Where he fits: Given the rest of the talent in the wide receivers room, Perriman should be a starter. He figures into the trio of starting wide receivers that ideally is Jamison Crowder and second round pick Denzel Mims.

He can stretch the field, so getting Perriman over the middle or in one-on-one match-ups should help the Jets get him the ball in dangerous situations.

Long-term outlook: Signing Perriman to a one-year deal is all that one needs to know about this ‘Prove-It’ contract.
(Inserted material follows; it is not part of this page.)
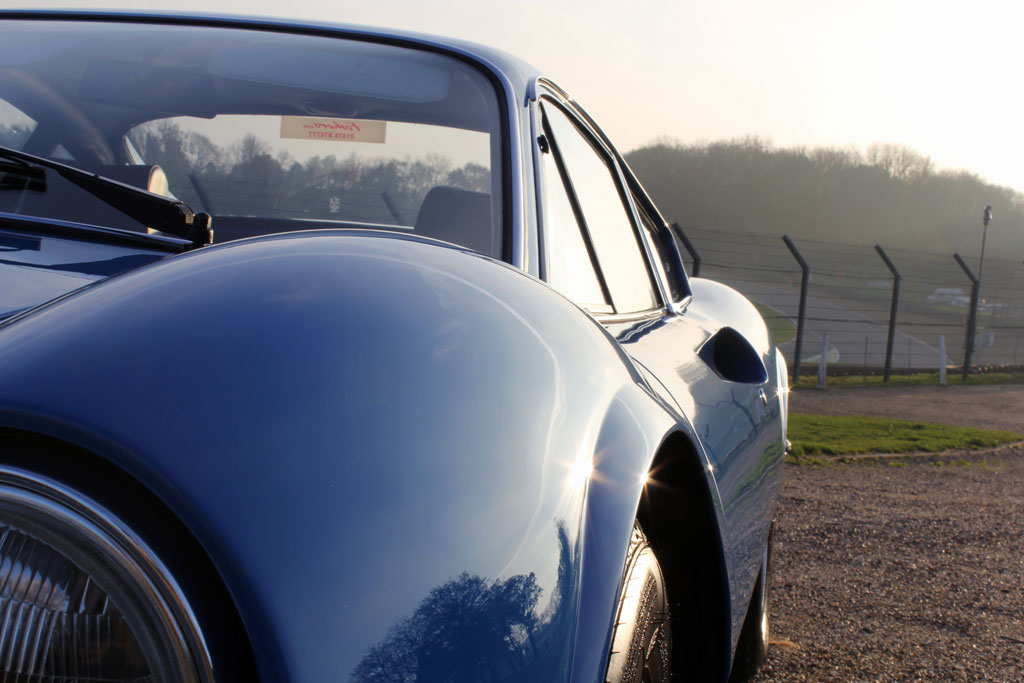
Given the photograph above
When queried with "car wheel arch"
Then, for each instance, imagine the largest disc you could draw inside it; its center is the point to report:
(677, 513)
It is clear that the Jets are intrigued by Perriman and what he brings to the offense, his contract is not an insignificant chunk of change when considering they didn’t have a huge free agent budget coming into the offseason and had multiple needs to address.

But Perriman isn’t established as a reliable, go-to player right now. He’s coming off a season where he might have been better than Anderson, and that should excite Jets fans.

Grading the move: Keeping Anderson would have been nice but Perriman gives the offense equal if not better speed. The Jets are counting on a heavy workload and hope that it all finally clicks for him in New York.

If the Jets couldn’t retain Anderson – and it was clear that they weren’t going to overpay – then Perriman is not only a good, solid replacement but a good value against the salary cap.

This was a savvy, educated signing. If it doesn’t work out, he hits free agency in 2021. If it does work, the Jets can prepare a long-term deal. Either way, New York has flexibility.